3.2 Conditional distributions

Most interesting problems involve two or more81 random variables defined on the same probability space. In these situations, we can consider how the variables vary together, or jointly, and study their relationships. The joint distribution of random variables \(X\) and \(Y\) (defined on the same probability space) is a probability distribution on \((x, y)\) pairs, and describes how the values of \(X\) and \(Y\) vary together or jointly.

We can also study the conditional distribution of one random variable given another.

3.2.1 Discrete RVs: Conditional pmf

Definition 2.17 Let \(X\) and \(Y\) be two discrete random variables defined on a probability space with probability measure \(\textrm{P}\). For any fixed \(x\) with \(\textrm{P}(X=x)>0\), the conditional probability mass function (pmf) of \(Y\) given \(X=x\) is a function \(p_{Y|X}:\mathbb{R}\mapsto [0, 1]\) defined by \(p_{Y|X}(y|x)=\textrm{P}(Y=y|X=x)\). \[\begin{align*} p_{Y|X}(y|x) = \textrm{P}(Y=y|X=x) & = \frac{\textrm{P}(X=x,Y=y)}{\textrm{P}(X=x)} = \frac{p_{X,Y}(x,y)}{p_X(x)}& & \text{a function of $y$ for fixed $x$} \end{align*}\]

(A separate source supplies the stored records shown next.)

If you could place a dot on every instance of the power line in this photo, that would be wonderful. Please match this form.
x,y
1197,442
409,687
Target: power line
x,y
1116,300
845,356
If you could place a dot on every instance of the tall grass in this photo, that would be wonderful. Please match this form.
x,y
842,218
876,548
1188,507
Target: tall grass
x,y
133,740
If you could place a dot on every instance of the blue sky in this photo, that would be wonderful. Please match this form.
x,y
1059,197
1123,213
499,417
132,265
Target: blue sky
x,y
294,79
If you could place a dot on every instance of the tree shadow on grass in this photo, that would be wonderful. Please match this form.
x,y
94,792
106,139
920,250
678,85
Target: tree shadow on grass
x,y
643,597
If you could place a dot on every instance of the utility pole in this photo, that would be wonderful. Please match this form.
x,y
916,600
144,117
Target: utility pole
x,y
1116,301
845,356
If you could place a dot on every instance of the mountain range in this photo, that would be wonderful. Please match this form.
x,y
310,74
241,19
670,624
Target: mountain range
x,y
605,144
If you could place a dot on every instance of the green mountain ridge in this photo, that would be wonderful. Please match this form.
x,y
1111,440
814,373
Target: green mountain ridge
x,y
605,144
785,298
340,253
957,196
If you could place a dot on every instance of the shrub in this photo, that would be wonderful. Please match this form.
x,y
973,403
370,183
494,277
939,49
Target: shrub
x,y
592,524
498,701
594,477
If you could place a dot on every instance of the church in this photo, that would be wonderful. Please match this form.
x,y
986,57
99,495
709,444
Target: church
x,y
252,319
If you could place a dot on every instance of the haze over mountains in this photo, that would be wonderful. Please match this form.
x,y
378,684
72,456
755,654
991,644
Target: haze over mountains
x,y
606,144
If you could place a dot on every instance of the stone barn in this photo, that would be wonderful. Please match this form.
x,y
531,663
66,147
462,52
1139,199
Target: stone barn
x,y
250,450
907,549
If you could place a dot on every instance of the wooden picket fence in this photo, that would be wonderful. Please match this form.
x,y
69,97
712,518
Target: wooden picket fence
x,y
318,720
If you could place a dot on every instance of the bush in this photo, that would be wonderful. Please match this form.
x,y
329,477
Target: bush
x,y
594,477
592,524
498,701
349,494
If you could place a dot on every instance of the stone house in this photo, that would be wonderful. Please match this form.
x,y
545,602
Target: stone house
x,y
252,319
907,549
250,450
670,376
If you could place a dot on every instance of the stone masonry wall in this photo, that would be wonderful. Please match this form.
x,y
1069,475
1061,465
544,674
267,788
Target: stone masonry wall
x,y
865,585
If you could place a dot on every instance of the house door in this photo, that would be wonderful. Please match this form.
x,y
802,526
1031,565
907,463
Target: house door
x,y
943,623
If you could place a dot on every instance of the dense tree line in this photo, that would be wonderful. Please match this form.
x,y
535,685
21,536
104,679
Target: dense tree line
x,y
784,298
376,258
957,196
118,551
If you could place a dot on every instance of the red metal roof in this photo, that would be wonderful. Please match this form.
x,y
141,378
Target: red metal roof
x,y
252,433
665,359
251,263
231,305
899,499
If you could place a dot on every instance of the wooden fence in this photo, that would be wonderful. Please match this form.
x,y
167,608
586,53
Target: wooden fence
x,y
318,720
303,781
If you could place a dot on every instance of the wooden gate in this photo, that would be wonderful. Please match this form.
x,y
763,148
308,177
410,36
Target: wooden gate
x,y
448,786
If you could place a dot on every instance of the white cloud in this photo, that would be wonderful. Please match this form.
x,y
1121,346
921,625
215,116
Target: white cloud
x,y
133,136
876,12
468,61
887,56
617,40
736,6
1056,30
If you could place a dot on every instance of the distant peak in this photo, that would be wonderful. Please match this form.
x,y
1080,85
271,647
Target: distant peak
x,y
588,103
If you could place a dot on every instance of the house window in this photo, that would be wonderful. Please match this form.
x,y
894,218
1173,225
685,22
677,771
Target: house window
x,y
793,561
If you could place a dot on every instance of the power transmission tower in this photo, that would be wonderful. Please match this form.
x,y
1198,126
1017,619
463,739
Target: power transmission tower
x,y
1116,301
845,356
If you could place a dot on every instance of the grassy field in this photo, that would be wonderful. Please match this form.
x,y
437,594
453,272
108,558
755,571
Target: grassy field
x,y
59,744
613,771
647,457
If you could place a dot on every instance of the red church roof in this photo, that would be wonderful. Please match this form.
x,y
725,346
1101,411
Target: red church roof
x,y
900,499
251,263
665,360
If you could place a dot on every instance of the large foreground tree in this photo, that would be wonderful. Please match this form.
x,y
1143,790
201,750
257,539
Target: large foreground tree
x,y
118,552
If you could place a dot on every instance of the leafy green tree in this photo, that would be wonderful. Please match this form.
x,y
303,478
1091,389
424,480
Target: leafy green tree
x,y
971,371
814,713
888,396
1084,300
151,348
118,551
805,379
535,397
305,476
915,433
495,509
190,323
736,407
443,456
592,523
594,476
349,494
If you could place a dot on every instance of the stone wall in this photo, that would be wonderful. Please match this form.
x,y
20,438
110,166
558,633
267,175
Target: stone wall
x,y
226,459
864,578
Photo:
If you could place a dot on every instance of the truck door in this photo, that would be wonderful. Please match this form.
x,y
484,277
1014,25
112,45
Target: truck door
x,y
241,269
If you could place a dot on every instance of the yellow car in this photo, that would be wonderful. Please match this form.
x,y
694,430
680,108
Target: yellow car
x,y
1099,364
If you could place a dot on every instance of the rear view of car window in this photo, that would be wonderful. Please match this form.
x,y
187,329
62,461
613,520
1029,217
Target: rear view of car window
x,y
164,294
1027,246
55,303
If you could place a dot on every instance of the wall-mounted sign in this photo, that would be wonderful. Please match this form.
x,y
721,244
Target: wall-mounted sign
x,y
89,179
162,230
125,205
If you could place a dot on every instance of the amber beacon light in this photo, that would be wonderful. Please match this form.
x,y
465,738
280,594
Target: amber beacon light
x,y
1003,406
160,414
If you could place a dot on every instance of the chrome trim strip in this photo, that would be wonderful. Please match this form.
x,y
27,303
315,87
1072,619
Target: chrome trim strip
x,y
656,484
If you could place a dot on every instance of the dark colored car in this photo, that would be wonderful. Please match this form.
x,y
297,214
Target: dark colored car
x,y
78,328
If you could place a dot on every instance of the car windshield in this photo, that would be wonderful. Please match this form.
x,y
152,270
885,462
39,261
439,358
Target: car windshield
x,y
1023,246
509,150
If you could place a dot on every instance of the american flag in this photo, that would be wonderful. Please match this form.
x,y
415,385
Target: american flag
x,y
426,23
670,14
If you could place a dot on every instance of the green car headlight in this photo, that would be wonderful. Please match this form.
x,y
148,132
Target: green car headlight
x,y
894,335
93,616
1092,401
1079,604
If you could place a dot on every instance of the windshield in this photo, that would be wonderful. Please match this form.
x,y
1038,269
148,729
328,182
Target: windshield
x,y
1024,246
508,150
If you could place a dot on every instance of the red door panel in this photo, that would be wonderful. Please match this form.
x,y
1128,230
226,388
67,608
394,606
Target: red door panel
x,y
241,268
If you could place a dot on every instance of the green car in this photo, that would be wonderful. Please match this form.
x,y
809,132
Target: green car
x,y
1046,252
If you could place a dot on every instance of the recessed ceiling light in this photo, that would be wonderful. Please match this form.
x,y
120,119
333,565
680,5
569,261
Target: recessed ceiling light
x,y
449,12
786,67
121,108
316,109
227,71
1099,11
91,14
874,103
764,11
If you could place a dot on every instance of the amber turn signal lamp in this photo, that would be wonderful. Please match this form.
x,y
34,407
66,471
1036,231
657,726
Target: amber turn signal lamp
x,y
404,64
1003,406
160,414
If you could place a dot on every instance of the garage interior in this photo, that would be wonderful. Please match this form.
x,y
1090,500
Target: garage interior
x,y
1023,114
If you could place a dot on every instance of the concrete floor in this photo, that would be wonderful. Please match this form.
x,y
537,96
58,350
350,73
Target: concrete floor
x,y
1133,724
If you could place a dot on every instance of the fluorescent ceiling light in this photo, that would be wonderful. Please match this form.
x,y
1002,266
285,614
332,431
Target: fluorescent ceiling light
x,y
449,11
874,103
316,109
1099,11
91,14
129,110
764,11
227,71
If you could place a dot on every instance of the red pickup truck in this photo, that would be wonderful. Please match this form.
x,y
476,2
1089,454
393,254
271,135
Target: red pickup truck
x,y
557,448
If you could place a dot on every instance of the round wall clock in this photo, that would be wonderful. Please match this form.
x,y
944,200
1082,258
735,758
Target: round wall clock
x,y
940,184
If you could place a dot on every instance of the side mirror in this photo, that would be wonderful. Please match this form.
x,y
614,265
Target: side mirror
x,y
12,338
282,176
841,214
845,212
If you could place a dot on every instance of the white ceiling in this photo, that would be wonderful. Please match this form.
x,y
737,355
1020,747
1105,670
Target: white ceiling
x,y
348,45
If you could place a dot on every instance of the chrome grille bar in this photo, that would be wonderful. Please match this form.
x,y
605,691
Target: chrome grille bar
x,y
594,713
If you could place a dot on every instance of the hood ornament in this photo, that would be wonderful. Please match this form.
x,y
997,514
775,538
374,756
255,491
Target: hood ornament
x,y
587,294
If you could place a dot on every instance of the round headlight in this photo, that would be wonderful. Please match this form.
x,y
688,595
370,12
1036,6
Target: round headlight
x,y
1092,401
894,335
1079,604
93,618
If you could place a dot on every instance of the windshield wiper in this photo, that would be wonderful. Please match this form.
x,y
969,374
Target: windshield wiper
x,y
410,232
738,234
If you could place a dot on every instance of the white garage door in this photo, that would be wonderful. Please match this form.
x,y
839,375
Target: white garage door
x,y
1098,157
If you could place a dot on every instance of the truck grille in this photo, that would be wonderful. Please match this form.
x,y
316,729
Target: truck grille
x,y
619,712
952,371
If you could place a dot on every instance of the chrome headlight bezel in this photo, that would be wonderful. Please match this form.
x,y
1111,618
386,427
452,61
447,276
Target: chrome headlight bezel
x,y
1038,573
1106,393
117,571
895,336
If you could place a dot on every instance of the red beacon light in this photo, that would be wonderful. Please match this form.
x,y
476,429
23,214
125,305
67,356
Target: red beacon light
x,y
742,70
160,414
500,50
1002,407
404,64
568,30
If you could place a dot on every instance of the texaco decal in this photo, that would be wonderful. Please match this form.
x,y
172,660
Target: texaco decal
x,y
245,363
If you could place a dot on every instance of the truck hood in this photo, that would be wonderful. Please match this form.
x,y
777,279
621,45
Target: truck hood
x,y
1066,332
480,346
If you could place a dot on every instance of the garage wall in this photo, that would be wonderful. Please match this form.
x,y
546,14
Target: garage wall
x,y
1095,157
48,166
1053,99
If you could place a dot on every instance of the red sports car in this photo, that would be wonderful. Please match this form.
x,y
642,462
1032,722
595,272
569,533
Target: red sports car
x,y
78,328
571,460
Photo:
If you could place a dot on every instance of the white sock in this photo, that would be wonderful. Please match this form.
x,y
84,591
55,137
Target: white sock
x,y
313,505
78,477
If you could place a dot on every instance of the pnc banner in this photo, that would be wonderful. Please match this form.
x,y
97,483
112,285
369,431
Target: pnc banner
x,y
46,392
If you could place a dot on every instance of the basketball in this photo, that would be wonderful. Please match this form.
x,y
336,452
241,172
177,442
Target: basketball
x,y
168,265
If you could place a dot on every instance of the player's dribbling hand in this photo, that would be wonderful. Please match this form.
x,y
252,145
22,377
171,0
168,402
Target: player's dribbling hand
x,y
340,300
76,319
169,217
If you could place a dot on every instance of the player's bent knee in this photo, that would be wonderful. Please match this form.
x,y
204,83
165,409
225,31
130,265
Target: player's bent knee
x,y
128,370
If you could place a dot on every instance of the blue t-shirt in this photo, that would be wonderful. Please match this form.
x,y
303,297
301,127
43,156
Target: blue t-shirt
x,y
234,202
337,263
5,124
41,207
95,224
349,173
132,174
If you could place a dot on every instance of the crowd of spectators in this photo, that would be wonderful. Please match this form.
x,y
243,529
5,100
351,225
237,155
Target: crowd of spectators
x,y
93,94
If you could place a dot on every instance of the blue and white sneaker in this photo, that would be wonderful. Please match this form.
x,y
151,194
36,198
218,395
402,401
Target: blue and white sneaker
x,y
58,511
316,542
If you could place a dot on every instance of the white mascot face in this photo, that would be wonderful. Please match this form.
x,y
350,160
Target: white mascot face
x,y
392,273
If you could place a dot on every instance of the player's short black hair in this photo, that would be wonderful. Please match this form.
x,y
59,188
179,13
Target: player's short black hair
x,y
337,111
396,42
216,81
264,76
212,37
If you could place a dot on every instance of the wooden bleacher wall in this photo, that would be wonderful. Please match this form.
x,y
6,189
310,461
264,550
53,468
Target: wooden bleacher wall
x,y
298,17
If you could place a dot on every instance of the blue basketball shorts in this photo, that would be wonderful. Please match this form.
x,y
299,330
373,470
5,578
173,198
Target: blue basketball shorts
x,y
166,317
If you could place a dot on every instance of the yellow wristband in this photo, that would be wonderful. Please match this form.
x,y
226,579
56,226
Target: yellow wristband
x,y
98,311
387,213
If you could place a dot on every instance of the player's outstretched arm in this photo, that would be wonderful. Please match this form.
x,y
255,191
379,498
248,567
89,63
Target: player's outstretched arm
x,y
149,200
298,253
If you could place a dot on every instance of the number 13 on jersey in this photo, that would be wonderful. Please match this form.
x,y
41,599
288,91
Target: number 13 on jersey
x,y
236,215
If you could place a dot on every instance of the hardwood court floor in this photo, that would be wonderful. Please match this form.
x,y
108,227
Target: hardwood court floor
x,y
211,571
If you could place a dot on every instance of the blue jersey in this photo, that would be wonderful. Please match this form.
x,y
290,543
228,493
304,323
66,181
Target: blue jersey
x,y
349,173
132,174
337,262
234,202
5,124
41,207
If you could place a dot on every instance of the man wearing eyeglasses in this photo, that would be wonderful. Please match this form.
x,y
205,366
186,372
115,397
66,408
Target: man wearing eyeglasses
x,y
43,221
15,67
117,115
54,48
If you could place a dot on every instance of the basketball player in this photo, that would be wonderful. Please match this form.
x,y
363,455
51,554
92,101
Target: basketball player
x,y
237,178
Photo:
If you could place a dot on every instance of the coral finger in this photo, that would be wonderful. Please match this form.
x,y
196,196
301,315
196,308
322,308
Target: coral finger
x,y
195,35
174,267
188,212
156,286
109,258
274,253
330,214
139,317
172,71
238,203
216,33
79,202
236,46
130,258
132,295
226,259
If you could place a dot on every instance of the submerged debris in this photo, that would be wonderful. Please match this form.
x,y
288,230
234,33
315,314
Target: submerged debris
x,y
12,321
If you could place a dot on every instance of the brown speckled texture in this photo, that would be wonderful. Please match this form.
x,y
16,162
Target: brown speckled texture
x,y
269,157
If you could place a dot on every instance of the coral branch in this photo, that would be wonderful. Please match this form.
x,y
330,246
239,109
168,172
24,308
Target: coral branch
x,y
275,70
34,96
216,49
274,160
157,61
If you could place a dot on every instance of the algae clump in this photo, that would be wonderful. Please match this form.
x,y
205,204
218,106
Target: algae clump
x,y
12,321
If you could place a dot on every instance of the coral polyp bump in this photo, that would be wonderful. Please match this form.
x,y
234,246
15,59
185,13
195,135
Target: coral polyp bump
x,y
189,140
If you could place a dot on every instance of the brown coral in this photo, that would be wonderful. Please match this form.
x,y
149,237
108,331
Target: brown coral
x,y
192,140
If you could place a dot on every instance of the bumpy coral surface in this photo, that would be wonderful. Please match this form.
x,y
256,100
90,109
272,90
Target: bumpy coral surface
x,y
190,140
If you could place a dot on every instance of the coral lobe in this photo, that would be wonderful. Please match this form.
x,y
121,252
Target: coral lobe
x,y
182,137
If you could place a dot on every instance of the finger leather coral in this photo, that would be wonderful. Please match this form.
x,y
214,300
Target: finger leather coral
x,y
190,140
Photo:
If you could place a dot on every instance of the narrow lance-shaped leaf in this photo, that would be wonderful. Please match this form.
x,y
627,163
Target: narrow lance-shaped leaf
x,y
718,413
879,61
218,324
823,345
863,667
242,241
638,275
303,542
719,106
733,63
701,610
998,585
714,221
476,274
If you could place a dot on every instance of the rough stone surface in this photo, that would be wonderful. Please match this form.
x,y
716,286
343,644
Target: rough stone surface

3.2.2 Continuous RVs: Conditional pdf

Definition 2.18 Let \(X\) and \(Y\) be two continuous random variables with joint pdf \(f_{X,Y}\) and marginal pdfs \(f_X, f_Y\). For any fixed \(x\) with \(f_X(x)>0\), the conditional probability density function (pdf) of \(Y\) given \(X=x\) is a function \(f_{Y|X}:\mathbb{R}\mapsto [0, \infty)\) defined by \[\begin{align*} f_{Y|X}(y|x) &= \frac{f_{X,Y}(x,y)}{f_X(x)}& & \text{a function of $y$ for fixed $x$} \end{align*}\]

The conditional pdf of \(Y\) given \(X=x\) can be thought of as the “slice” of the joint pdf of \((X, Y)\) corresponding to \(X=x\), renormalized so the density heights, corresponding to different \(y\) values, for the slice are such that the total area under the density slice is 1.

Multiplication rule for pdfs of continuous RVs \[ f_{X,Y}(x,y) = f_{Y|X}(y|x)f_X(x) \]

Be careful when conditioning with continuous random variables.

  • Remember to specify possible values! And to note how conditioning can change the possible values.
  • Remember, for continuous \(X\), \(\textrm{P}(X=x)=0\). When we condition on \(\{X=x\}\) we are really conditioning on \(\{|X-x|<\epsilon\}\) and seeing what happens in the idealized limit when \(\epsilon\to0\).
  • When simulating, never condition on \(\{X=x\}\); rather, condition on \(\{|X-x|<\epsilon\}\) where \(\epsilon\) represents some suitable degree of precision (e.g. \(\epsilon=0.005\) if rounding to two decimal places).
  • Remember pdfs do not return probabilities directly; \(f_{Y|X}(y|x)\) is not a probability of anything.
  • But \(f_{Y|X}(y|x)\) is related to the probability that \(Y\) is “close to” \(y\) given that \(X\) is “close to” \(x\): \[ \textrm{P}(y-\epsilon/2<Y < y+\epsilon/2\; |\; x-\epsilon/2<X < x+\epsilon/2) \approx \epsilon f_{Y|X}(y|x) \]

  1. We mostly focus on the case of two random variables, but analogous definitions and concepts apply for more than two (though the notation can get a bit messier).